State v. Darden, Unpublished Decision (11-24-1999)

CourtOhio Court of Appeals
DecidedNovember 24, 1999
DocketC.A. Case No. 17395. T.C. Case No. 97 CR 1523.
StatusUnpublished

This text of State v. Darden, Unpublished Decision (11-24-1999) (State v. Darden, Unpublished Decision (11-24-1999)) is published on Counsel Stack Legal Research, covering Ohio Court of Appeals primary law. Counsel Stack provides free access to over 12 million legal documents including statutes, case law, regulations, and constitutions.

Bluebook
State v. Darden, Unpublished Decision (11-24-1999), (Ohio Ct. App. 1999).

Opinion

OPINION
DaJuan Darden1 appeals from a judgment of the Montgomery County Court of Common Pleas which found him guilty of possession of crack cocaine in violation of R.C. 2925.11(A).

The evidence presented at the hearing on the motion to suppress established two different versions of the events in question. The state presented the following version of events.

On June 3, 1997, Officers Joseph Wiesman and George Hughes, members of the Strike Force Unit of the Dayton Police Department, were on routine patrol. As members of the Strike Force, their assignment was to strictly enforce traffic laws and to stop any vehicle that committed a traffic violation. Around 11:30 p.m., they were traveling southbound on Dennison Avenue behind a gray Chevrolet Suburban. After observing the driver of the Suburban turn westbound onto Germantown Street without using a turn signal, the officers activated their lights in an attempt to initiate a traffic stop of the vehicle.

The driver of the Suburban did not immediately pull to the curb, but instead proceeded for six to seven blocks. While the officers were behind the Suburban, they could see through the rear window that there were four people in the vehicle. Further, they could see the back seat passenger on the driver's side, later identified as Darden, moving around in the vehicle. Officer Wiesman testified that Darden "raised up high in the seat" and "went all the way over * * * towards the [other] back seat passenger of the car." Officer Hughes testified that Darden was "all over [the] back seat" and was "reaching down below him[self]." As soon as Darden stopped moving, the driver of the Suburban pulled the vehicle to the curb.

Immediately after the vehicle pulled to the curb, the driver and front passenger "jumped out of their vehicle, began shouting obscenities back toward [the officers]," and started walking toward the police cruiser. The officers ordered the two individuals to stop, made contact with them, and placed them into the back seat of the cruiser. During this time, Darden and the other rear passenger remained in the vehicle.

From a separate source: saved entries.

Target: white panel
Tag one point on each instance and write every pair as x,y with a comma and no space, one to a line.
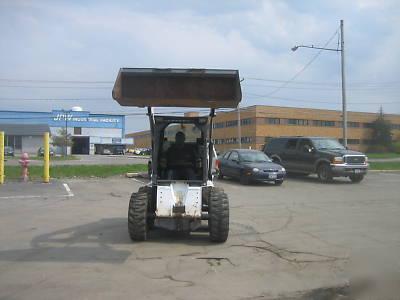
31,144
178,194
103,132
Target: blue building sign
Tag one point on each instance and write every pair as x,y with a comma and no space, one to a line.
60,118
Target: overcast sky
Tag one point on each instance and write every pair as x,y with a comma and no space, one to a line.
86,42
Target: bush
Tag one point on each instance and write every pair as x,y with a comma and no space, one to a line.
396,147
378,149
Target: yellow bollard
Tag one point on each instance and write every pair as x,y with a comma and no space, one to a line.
1,157
46,158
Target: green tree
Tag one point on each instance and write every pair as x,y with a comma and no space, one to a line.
63,139
381,133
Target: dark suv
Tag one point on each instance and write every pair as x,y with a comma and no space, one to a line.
324,156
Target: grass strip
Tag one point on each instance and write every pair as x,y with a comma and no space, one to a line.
393,165
383,155
58,158
81,171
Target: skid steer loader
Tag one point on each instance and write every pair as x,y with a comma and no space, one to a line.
170,200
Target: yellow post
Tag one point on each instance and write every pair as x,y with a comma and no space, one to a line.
1,157
46,158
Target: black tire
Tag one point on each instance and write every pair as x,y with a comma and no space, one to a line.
324,173
244,179
356,178
137,215
151,206
218,213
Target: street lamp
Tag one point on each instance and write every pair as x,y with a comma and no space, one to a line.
341,50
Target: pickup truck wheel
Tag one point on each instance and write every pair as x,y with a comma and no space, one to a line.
324,173
218,211
137,216
356,178
244,179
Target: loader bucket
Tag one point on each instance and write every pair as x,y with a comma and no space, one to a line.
177,88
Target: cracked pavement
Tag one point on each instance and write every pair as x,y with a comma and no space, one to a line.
302,238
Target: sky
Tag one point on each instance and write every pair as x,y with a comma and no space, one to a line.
60,54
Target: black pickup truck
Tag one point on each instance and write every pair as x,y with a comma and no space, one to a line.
324,156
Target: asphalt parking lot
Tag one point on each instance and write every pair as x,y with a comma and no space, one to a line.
302,240
89,160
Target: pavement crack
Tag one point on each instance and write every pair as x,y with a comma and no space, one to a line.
218,259
170,277
285,253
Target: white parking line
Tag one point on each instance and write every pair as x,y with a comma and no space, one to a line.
137,180
20,197
70,194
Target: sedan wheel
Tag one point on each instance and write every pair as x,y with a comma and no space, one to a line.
244,179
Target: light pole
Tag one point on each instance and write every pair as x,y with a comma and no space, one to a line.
239,129
344,105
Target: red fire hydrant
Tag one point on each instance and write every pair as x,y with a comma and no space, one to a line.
24,162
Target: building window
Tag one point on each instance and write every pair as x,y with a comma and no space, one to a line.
218,125
218,141
245,122
231,141
246,140
299,122
291,144
353,124
353,141
78,130
367,142
273,121
324,123
231,123
396,126
267,138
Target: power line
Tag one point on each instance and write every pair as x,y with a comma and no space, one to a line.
302,69
55,81
312,101
322,88
57,87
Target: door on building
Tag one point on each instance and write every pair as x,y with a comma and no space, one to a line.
80,145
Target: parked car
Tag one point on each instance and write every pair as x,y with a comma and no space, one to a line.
106,151
145,152
250,165
8,151
119,151
322,155
41,151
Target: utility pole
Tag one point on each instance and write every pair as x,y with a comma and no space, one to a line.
239,129
344,104
66,135
341,50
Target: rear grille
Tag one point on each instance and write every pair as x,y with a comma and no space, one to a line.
354,160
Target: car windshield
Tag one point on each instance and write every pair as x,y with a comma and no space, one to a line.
327,144
254,157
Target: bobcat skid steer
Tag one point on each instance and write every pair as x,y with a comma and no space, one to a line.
179,204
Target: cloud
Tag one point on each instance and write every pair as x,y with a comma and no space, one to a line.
74,41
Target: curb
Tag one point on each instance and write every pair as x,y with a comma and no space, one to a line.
385,171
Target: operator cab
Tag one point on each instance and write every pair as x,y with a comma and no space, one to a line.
180,151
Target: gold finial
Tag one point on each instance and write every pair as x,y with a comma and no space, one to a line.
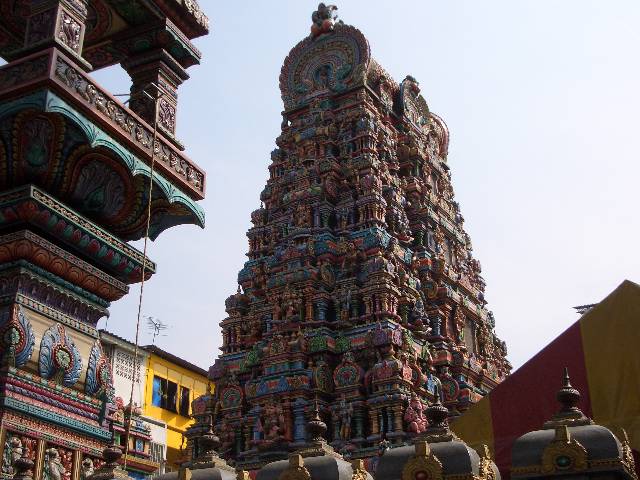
242,475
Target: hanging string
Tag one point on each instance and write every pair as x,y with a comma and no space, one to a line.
136,370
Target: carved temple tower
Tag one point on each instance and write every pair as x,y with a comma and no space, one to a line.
76,167
360,290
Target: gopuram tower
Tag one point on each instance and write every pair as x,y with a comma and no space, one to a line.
79,172
360,292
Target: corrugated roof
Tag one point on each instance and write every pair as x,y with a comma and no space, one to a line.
161,353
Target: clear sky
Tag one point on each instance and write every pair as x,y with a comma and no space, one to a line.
541,98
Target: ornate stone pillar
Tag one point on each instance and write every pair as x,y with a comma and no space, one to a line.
358,415
397,418
156,104
299,431
40,448
77,464
322,308
59,23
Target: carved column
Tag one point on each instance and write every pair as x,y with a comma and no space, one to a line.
397,417
58,23
359,422
155,105
322,308
40,448
373,417
77,464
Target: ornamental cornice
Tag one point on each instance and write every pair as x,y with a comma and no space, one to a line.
17,423
31,205
61,420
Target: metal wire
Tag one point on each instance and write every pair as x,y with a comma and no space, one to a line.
136,369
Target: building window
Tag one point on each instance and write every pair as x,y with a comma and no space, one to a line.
157,455
184,401
165,393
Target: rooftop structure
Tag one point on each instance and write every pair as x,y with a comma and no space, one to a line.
360,288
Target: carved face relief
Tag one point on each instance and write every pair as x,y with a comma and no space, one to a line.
99,190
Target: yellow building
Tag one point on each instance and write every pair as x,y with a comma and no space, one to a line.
171,385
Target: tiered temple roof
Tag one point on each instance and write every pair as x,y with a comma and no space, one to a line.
360,289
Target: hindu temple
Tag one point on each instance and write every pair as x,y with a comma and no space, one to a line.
81,176
360,291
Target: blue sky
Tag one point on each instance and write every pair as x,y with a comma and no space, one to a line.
541,98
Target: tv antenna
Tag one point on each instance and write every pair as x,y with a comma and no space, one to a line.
157,326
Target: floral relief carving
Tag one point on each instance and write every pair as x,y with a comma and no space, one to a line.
69,31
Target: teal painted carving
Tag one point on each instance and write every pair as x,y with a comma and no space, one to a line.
59,357
17,338
99,381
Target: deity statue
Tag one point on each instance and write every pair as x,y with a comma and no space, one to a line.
87,468
343,415
54,469
271,422
414,415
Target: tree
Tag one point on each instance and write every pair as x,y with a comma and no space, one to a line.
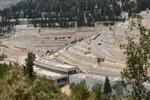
107,87
99,60
97,91
14,85
135,75
29,64
79,91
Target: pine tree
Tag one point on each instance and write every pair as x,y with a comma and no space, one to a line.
137,71
107,87
29,65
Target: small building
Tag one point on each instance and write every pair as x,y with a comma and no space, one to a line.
58,79
56,71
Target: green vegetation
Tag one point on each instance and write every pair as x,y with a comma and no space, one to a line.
29,65
15,85
136,74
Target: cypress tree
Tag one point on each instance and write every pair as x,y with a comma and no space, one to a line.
29,65
107,87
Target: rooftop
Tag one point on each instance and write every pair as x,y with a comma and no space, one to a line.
48,74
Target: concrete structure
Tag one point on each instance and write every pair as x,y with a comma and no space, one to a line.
54,70
7,3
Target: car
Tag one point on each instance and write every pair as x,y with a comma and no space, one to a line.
99,44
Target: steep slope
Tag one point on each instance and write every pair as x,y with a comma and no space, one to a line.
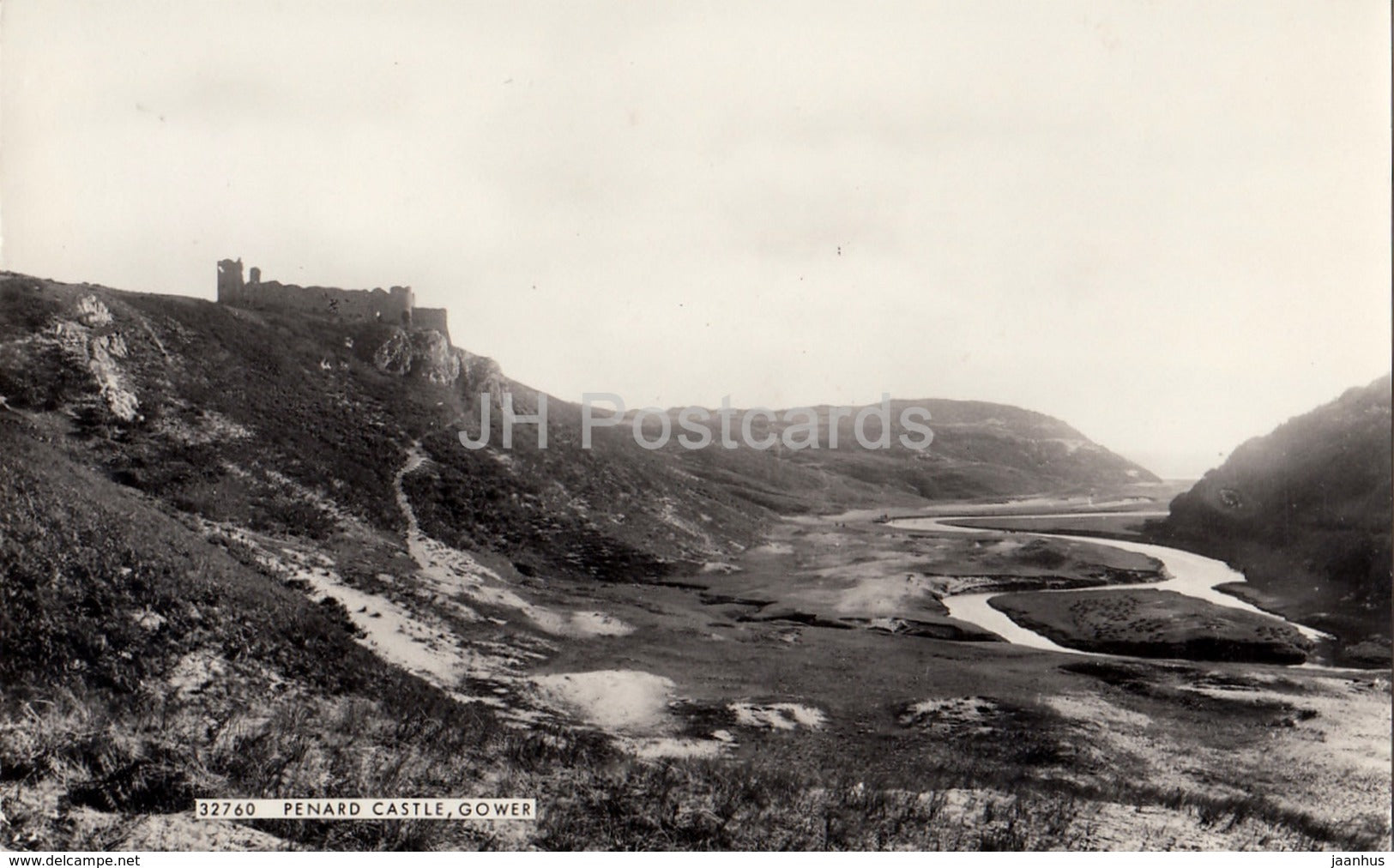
979,450
1305,513
279,421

The officers decided to approach Darden because his movements in the back seat and the actions of the driver and front passenger had made them suspect that he was concealing a weapon. When they asked Darden to step out the vehicle, he was very nervous and his hands were shaking. Officer Wiesman conducted a pat down of Darden, who tightened up and became even more nervous as Officer Wiesman reached his buttocks area. During the pat down, Officer Wiesman felt a "large rock substance in the seat of [Darden's] pants that [he] recognized to [be] crack cocaine."

Darden was asked to return to the Suburban until additional police crews arrived. Officer Stephen Bergman received the call for assistance and arrived on the scene. Officer Wiesman asked Officer Bergman to place Darden in his cruiser, and Officer Bergman conducted a pat down of Darden before allowing him to enter the cruiser. Officer Bergman testified that, during the pat down, he "[had felt] a bulge, [a] very rock hard, abnormal bulge in [Darden's] buttocks area" and that he had immediately suspected it to be crack cocaine. The officers then asked Darden to remove the contraband, but he stated that he did not know what they were talking about. Sergeant Ellis Willis was then called to authorize a strip search of Darden.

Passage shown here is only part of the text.